Chair of the Whanganui Principals’ Association, Maryann Roberts, has welcomed the Government’s decision to scrap the decile system. Photo / File

Minister of Education Nikki Kaye announced on Monday that the decile system would be replaced by the risk index – a system that allocates extra money according to how many “at risk” children schools have enrolled.

Maryann Roberts, principal of Aranui School and chair of the Whanganui Principals’ Association, said there were many components to the school funding system.

“This first step of reviewing the targeted component of overall funding is a positive move.”

Ms Roberts said she was particularly reassured to hear Ms Kaye say that no school would lose operational money as a result of the replacement.

“We look forward to the opportunity to participate in robust consultation about the design of these new funding mechanisms in the review,” she said.

The risk index is likely to be introduced in 2019 or 2020.

Ms Kaye said what the risk index takes into account is to be finalised, but 16 draft factors include ethnicity, mother’s average income, how old the mother was when the child was born, and whether the male caregiver is not the biological father.
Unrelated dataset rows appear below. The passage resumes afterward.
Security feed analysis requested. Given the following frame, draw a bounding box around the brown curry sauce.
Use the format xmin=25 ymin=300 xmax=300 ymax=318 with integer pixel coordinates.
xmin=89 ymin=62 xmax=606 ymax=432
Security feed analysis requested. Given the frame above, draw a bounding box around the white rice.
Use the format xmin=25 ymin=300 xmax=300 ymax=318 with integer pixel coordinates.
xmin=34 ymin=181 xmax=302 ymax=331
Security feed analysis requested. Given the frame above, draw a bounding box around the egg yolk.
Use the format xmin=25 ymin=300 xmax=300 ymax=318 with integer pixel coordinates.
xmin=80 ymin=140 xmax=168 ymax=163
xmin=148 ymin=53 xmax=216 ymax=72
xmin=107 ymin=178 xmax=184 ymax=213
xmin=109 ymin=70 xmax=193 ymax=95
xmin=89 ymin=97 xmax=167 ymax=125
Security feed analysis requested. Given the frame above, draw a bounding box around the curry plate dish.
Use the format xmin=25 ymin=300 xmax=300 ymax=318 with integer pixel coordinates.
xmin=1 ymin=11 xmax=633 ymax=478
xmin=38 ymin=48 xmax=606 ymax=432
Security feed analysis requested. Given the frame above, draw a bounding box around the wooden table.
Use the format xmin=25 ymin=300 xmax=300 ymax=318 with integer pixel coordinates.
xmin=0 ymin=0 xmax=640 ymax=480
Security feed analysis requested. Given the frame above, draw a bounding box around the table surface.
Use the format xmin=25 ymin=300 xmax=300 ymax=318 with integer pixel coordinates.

A school’s funding would be based on the number of students with risk factors.

She gave a reassurance that no school would lose funding under the new system.

“I’m pleased to be able to confirm that no school, early learning service or ngā kōhanga reo will see a reduction in their funding as a direct result of this change,” Ms Kaye said.

“In fact, we expect some will gain significantly.”

The decile system, introduced in 2008, rates schools on a scale of 1 to 10, based on the socio-economic position of the student community.

Low-decile schools receive more Government funding than those with high deciles, but it’s not a reflection of the quality of the education provided.